Tuesday, May 19, 2009
always something new
Lots of good stuff today....
I found a wasp on my kitchen floor the other day. Fortunately for me, it was already dead. My family thought I was nuts, but I saved it. AND I was able, with some help from a co-worker, to identify it. It was an eastern yellow jacket (I'm really glad it was dead - I don't like getting stung), but what, to me, was interesting was that it was a queen. I had looked in my bug ID guides, and didn't find anything that was quite right. Susan at work had a book with a photo of a western yellow jacket, so I googled eastern yellow jacket - et voila, BugGuide.net showed me what it was.
In other news, I've found two "new" creatures in my yard in the past couple of days. I'm sure that they are not really new, only that I have never seen them before. The first was what turned out to be an eastern milk snake.

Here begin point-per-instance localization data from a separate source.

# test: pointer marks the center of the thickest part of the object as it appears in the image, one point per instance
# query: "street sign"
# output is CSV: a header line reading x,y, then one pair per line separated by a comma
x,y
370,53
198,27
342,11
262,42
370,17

I have a small stone retaining wall at the front of my house, and lots of garter snakes are often seen there. At least one chipmunk lives in the wall also. Anyway, I heard a rustling in the leaves and peeked over to see what might be making the noise. It was a snake, but not one of the ones I usually see, which are blackish, with yellow stripes. This one was brown with lighter and darker patterning - I'd never seen one like it here. I meant to look it up, but got distracted (that happens a lot). At work today I was getting ready to do a program with one of our corn snakes, and there in a box was a milk snake that had been smushed, poor thing. At least we can thank it for its use in education.
And I saw a common yellowthroat this morning, for the first time. I heard a loud, unfamiliar song in my rhododendrons this morning. I followed the voice, and before long I saw a little grayish bird with a yellow throat and an unmistakable black eye patch. Given its physical appearance, the thought that it was a common yellowthroat came to me immediately, and a quick reference to a couple of bird guides confirmed my idea. I don't consider myself a "birder", by which I mean someone who goes out specifically looking for birds, but I do like to be able to identify the birds I do see. And I don't keep a list - life, year, or otherwise - but I am beginning to understand why it might be fun for some people to do so. It is very satisfying to feel that I now have another bird in my personal, mental ID guide. I'm a very visual learner, and once I've seen the bird for real, I can usually remember what it is. Now keeping track of bird songs and calls is another matter....
And the last piece for today is bloomin' lady slippers! They were everywhere today.